The report conducted in September 2023 according to the IMF reveals that major institutions, including the Office of the Special Prosecutor (OSP), the Economic and Organised Crime Office (EOCO) and the Commission on Human Rights and Administrative Justice (CHRAJ), routinely receive less than half of the budget approved for them by Parliament.
As a result, the agencies responsible for investigating corruption, prosecuting financial crimes, safeguarding public funds and protecting whistleblowers are operating without the basic resources needed to function.
The report points out that although budgetary allocations are approved annually, actual releases from the Ministry of Finance fall far below those figures — leaving institutions unable to recruit staff, maintain critical investigations, upgrade technology or conduct specialised prosecutions.

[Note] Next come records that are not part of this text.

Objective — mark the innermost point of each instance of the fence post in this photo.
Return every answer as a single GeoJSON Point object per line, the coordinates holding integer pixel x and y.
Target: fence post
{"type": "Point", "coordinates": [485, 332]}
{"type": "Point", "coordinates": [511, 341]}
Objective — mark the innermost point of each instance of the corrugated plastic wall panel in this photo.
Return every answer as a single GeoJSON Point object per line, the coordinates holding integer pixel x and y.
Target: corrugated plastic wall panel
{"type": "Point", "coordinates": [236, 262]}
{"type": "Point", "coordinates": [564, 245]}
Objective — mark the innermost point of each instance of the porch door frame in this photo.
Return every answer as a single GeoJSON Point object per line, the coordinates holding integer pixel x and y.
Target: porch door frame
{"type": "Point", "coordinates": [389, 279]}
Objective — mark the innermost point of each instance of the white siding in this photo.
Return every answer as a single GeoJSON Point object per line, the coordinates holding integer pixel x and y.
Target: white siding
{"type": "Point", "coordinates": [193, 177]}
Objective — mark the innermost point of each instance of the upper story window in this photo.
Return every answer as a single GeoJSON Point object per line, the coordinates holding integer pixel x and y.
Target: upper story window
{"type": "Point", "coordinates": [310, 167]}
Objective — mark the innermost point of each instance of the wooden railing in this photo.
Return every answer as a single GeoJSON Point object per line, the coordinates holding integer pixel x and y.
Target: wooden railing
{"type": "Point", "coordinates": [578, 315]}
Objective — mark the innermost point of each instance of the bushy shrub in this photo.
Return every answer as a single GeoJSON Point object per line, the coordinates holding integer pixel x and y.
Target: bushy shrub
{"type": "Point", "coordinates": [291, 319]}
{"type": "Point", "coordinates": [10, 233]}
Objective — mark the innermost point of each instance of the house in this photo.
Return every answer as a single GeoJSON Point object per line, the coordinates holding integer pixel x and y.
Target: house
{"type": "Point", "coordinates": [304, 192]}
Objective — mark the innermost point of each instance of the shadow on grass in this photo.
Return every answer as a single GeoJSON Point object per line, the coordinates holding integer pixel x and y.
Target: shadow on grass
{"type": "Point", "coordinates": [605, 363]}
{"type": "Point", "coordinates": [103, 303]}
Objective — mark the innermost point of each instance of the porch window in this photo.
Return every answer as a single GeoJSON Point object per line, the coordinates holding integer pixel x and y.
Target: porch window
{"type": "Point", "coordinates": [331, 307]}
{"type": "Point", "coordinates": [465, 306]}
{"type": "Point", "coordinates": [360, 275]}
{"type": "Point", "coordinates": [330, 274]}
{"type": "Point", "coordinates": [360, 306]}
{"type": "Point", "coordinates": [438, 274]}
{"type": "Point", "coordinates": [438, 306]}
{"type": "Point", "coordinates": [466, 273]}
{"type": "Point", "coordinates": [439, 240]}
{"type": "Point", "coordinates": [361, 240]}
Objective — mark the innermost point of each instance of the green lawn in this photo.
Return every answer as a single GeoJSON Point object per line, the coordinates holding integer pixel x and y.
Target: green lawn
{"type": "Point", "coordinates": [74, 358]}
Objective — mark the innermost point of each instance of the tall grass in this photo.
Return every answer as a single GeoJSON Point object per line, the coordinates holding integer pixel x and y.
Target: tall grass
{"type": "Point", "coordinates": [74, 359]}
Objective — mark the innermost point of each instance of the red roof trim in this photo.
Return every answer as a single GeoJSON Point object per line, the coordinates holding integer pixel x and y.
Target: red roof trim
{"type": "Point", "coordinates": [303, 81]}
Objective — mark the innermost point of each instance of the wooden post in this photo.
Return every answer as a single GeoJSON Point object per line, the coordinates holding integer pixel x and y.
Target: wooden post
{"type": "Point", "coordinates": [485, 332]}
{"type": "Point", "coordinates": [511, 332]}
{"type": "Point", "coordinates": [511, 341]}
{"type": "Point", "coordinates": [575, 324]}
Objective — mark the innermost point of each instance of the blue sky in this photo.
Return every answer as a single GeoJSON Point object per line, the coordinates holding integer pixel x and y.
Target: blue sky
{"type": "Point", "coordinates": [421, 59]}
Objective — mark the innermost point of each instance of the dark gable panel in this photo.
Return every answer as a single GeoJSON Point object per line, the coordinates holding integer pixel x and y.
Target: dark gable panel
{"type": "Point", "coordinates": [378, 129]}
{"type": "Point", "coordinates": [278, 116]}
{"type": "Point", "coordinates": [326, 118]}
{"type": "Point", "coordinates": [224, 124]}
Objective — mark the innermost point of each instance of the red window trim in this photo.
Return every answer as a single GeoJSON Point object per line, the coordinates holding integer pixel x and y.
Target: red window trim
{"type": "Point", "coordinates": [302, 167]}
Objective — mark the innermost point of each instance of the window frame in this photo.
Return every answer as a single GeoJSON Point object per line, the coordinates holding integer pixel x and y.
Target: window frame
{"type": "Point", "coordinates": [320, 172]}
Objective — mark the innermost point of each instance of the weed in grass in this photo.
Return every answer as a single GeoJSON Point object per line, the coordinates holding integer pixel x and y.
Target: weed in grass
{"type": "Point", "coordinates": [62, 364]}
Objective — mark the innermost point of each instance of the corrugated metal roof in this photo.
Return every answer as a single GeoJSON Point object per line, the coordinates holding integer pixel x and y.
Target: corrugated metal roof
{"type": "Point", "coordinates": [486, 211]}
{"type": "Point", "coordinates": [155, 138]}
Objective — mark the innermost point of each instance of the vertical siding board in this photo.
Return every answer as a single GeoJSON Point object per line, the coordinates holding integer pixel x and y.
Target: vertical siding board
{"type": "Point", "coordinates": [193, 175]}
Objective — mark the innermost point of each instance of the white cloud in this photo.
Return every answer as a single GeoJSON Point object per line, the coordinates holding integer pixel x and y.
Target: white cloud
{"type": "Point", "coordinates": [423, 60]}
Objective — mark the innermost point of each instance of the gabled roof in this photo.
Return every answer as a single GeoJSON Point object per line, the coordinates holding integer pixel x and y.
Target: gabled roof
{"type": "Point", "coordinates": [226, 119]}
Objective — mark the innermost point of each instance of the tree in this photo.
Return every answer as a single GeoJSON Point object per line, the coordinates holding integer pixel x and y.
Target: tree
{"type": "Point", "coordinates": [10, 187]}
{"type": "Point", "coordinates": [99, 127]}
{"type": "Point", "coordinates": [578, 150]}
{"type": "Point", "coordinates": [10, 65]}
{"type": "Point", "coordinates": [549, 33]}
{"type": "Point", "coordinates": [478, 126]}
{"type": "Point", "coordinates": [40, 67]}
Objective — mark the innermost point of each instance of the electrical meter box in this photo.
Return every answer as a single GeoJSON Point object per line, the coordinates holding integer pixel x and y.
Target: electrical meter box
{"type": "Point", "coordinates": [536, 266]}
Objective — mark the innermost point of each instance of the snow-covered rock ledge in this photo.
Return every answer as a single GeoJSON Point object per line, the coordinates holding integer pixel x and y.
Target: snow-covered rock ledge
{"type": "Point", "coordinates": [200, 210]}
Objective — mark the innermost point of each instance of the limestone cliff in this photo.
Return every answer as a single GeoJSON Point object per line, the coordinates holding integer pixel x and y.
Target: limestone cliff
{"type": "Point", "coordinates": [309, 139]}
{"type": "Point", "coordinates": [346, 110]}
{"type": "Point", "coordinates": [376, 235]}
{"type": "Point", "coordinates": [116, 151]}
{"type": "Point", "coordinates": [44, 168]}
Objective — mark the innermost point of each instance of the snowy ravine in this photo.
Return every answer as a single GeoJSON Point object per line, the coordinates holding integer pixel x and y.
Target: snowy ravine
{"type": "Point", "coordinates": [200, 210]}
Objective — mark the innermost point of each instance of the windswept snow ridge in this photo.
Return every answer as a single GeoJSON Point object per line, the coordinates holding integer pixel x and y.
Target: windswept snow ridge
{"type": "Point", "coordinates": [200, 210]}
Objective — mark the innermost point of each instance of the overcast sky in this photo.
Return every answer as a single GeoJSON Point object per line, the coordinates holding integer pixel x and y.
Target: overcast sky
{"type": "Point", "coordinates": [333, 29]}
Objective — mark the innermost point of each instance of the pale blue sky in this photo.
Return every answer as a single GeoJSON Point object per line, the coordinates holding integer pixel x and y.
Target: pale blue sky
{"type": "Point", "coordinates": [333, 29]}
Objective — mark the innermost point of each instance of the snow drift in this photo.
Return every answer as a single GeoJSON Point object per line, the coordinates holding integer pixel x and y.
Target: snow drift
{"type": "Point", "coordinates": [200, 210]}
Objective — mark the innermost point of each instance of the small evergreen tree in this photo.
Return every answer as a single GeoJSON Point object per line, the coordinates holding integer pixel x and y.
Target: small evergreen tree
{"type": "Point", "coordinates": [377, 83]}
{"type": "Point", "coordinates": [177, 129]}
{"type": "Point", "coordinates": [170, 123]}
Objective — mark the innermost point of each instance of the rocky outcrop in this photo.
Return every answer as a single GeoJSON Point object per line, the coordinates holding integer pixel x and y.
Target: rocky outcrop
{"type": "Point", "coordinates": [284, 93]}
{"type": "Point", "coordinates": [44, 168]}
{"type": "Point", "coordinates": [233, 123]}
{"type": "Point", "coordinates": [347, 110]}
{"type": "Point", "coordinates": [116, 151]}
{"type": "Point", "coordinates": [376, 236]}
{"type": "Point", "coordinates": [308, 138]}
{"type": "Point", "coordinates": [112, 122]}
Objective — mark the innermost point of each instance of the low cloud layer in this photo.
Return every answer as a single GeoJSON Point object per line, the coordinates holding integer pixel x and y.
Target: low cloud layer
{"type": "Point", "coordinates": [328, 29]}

Even the OSP, established to lead high-profile corruption cases, must obtain “clearance” from the Ministry of Finance before hiring or paying its own staff, a situation the IMF describes as incompatible with operational independence.
Beyond the funding crisis, the IMF warns that Ghana’s anti-corruption framework is structurally vulnerable, describing it as “fragmented, overlapping and exposed to political influence.” This deepens the systemic weaknesses caused by underfunding and further undermines the fight against corruption.
The report identifies harmful overlaps among the OSP, EOCO and CHRAJ — three agencies that simultaneously investigate corruption-related offences but lack clear coordination protocols.
This duplication, the IMF argues, creates confusion, delays cases and allows political actors to exploit institutional gaps.
The Attorney-General’s constitutional power over all prosecutions also weakens the independence of agencies like EOCO and OSP, whose prosecutorial autonomy is more symbolic than guaranteed.
The IMF cites recent examples, including the resignation of the first Special Prosecutor and the removal of the Auditor-General, as evidence of political pressure.
Despite progress in digitalisation, access-to-information reforms and upgraded procurement laws, the IMF said these gains are overshadowed by deep structural weaknesses. Anti-corruption institutions lack the independence, funding and legal clarity to enforce the very laws Ghana has invested in.
ŋWithout decisive reforms — including guaranteed financing, mandate clarification, and insulation from political interference — the IMF warns that corruption will continue to drain public revenue, weaken investor confidence and undermine Ghana’s economic recovery.